Novel Inorganic‐Organic Dual‐Photosensitizing Dinuclear‐Metal Self‐Assembly System for Efficient Artificial Photosynthesis without Sacrificial Electron Donors

Abstract Owing to the unique synergistic effect, dinuclear‐metal‐molecule‐catalysts (DMCs) show excellent performance in catalytic fields. However, for overall photocatalytic CO 2 reaction (CO 2 RR), it is still a challenge to construct well‐matched photosensitizer (PS) components for DMCs‐based photocatalysts.

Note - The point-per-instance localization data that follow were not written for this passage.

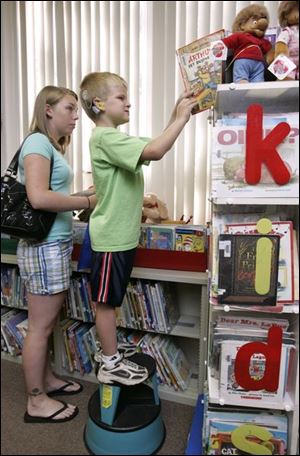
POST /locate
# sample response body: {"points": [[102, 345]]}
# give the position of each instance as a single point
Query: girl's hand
{"points": [[93, 201]]}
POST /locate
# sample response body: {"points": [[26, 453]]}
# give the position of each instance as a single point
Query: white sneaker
{"points": [[124, 371], [124, 348]]}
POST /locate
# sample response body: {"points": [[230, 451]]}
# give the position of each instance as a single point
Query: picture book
{"points": [[221, 429], [228, 163], [284, 229], [161, 237], [248, 275], [233, 393], [201, 69], [190, 238]]}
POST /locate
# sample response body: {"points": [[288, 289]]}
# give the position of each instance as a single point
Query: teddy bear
{"points": [[154, 210], [249, 46], [287, 42]]}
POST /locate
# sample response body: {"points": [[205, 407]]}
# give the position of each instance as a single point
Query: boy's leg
{"points": [[106, 328]]}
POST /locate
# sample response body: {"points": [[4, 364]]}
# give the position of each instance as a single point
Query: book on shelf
{"points": [[242, 328], [284, 229], [190, 238], [241, 270], [201, 69], [229, 157], [233, 393], [221, 431], [160, 237]]}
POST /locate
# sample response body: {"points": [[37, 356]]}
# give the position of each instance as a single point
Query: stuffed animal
{"points": [[248, 44], [287, 42], [154, 210]]}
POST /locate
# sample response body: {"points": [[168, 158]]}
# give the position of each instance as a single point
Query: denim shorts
{"points": [[45, 267]]}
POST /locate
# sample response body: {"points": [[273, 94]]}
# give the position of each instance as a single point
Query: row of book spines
{"points": [[146, 306], [14, 326], [12, 288], [80, 344]]}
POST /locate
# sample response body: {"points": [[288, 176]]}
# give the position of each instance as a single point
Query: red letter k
{"points": [[259, 150]]}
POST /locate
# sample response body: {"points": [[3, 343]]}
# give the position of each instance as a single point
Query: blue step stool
{"points": [[126, 420]]}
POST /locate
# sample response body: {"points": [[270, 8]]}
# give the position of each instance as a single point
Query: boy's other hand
{"points": [[185, 106]]}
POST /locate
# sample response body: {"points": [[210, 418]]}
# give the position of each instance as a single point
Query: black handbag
{"points": [[18, 218]]}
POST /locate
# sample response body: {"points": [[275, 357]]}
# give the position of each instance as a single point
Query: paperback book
{"points": [[228, 161], [201, 69], [245, 277]]}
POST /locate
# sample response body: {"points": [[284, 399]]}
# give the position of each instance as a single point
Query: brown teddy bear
{"points": [[287, 42], [249, 46], [154, 210]]}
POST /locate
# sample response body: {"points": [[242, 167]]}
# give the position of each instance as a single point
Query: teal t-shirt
{"points": [[119, 182], [61, 179]]}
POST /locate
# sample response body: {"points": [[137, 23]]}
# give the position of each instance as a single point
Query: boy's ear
{"points": [[98, 104]]}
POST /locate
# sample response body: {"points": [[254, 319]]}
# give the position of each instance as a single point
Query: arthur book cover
{"points": [[201, 69], [246, 275]]}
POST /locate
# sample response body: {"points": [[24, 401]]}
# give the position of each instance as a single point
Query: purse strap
{"points": [[12, 169]]}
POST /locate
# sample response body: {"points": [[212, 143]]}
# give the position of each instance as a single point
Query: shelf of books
{"points": [[164, 312], [253, 348]]}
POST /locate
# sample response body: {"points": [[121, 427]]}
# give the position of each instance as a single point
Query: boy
{"points": [[117, 161]]}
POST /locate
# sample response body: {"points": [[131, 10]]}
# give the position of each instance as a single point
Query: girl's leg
{"points": [[42, 315]]}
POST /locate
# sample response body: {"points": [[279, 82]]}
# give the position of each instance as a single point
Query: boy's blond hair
{"points": [[97, 85]]}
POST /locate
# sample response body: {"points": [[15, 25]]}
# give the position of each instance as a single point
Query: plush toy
{"points": [[287, 42], [248, 44], [154, 210]]}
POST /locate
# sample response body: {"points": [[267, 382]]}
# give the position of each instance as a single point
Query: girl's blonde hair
{"points": [[97, 85], [49, 95]]}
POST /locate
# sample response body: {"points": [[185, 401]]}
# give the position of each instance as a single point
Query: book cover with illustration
{"points": [[222, 428], [229, 155], [201, 69], [284, 229], [243, 276], [234, 394]]}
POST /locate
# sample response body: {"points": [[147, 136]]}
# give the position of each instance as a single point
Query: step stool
{"points": [[126, 419]]}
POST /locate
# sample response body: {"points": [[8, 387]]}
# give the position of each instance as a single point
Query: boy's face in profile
{"points": [[117, 105]]}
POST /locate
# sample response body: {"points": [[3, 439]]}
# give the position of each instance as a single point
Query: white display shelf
{"points": [[256, 201], [287, 309], [275, 97]]}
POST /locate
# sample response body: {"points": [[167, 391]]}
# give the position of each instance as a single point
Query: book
{"points": [[161, 237], [190, 238], [220, 425], [284, 229], [245, 277], [201, 70], [232, 393], [228, 163]]}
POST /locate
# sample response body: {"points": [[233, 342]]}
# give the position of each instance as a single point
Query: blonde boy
{"points": [[117, 161]]}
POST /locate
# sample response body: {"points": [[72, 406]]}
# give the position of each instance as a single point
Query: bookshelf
{"points": [[190, 332], [280, 97]]}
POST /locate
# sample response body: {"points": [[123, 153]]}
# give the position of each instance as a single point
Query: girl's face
{"points": [[62, 117], [117, 105]]}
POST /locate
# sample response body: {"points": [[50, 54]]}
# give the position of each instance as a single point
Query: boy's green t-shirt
{"points": [[119, 182]]}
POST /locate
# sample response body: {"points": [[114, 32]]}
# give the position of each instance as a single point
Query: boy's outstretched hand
{"points": [[185, 103]]}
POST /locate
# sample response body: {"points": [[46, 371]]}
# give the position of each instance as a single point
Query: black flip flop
{"points": [[61, 391], [50, 419]]}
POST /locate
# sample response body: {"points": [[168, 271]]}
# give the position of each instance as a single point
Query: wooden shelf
{"points": [[275, 97]]}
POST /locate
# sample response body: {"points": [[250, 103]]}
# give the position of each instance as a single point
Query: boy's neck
{"points": [[105, 123]]}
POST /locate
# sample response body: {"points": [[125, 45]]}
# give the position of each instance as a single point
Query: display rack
{"points": [[275, 97]]}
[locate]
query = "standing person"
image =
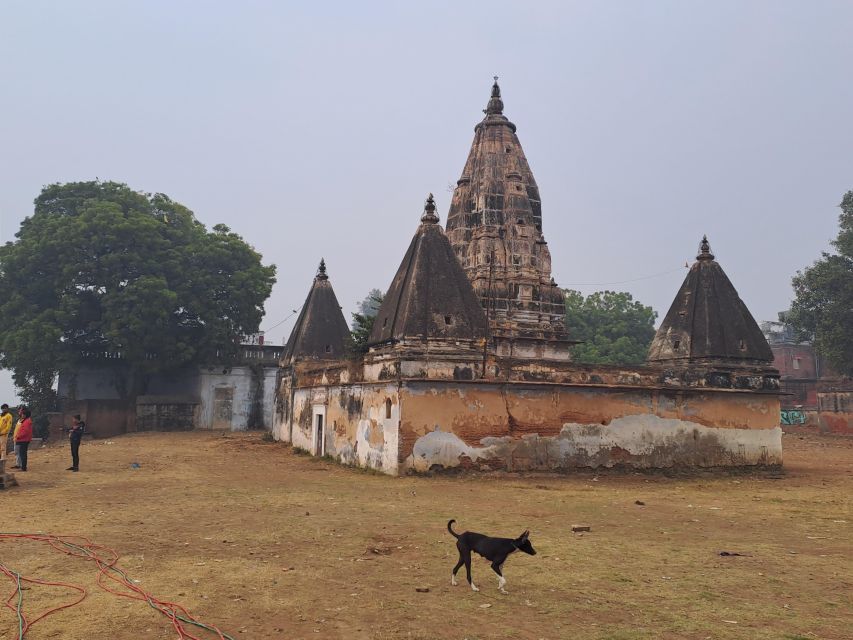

Inorganic‐quantum‐dot PS possesses capacities of multiple exciton generation and catalyzing water oxidation but is incompatible with DMCs. In contrast, organic PS can be covalently linked with DMCs but inescapable of using sacrificial electron donors. For overall photocatalytic CO 2 RR, organic–inorganic dual‐photosensitizing system might be a promising candidate. Herein, we employed covalent‐linking and electrostatic‐driven approaches to construct the self‐assembly of pyrene‐sensitized Co 2 L DMCs (Py‐Co 2 L) and perovskite (PVK) quantum dots, i.e., PVK@[Py‐Co 2 L]. Using H 2 O as an electron donor, PVK@[Py‐Co 2 L] realized 105.24 μmol ⋅ g −1 ⋅h −1 CO yield in photocatalytic CO 2 RR, much higher than PVK (15.44 μmol ⋅ g −1 ⋅h −1 ) and PVK@Co 2 L (32.30 μmol ⋅ g −1 ⋅ h −1 ), ascribing to the efficient photogenerated charge separation and transfer. The experimental results and theoretical investigations demonstrated that the pyrene linked on Co 2 L boosted the electron delivery from PVK to DMCs. Besides, this strategy could also be extended to the photocatalytic H 2 evolution coupled with alcohol oxidation. As a proof‐of‐concept, our work lightens the integration of DMCs, organic and inorganic PS components, promoting the development of photocatalysis without sacrificial electron donors.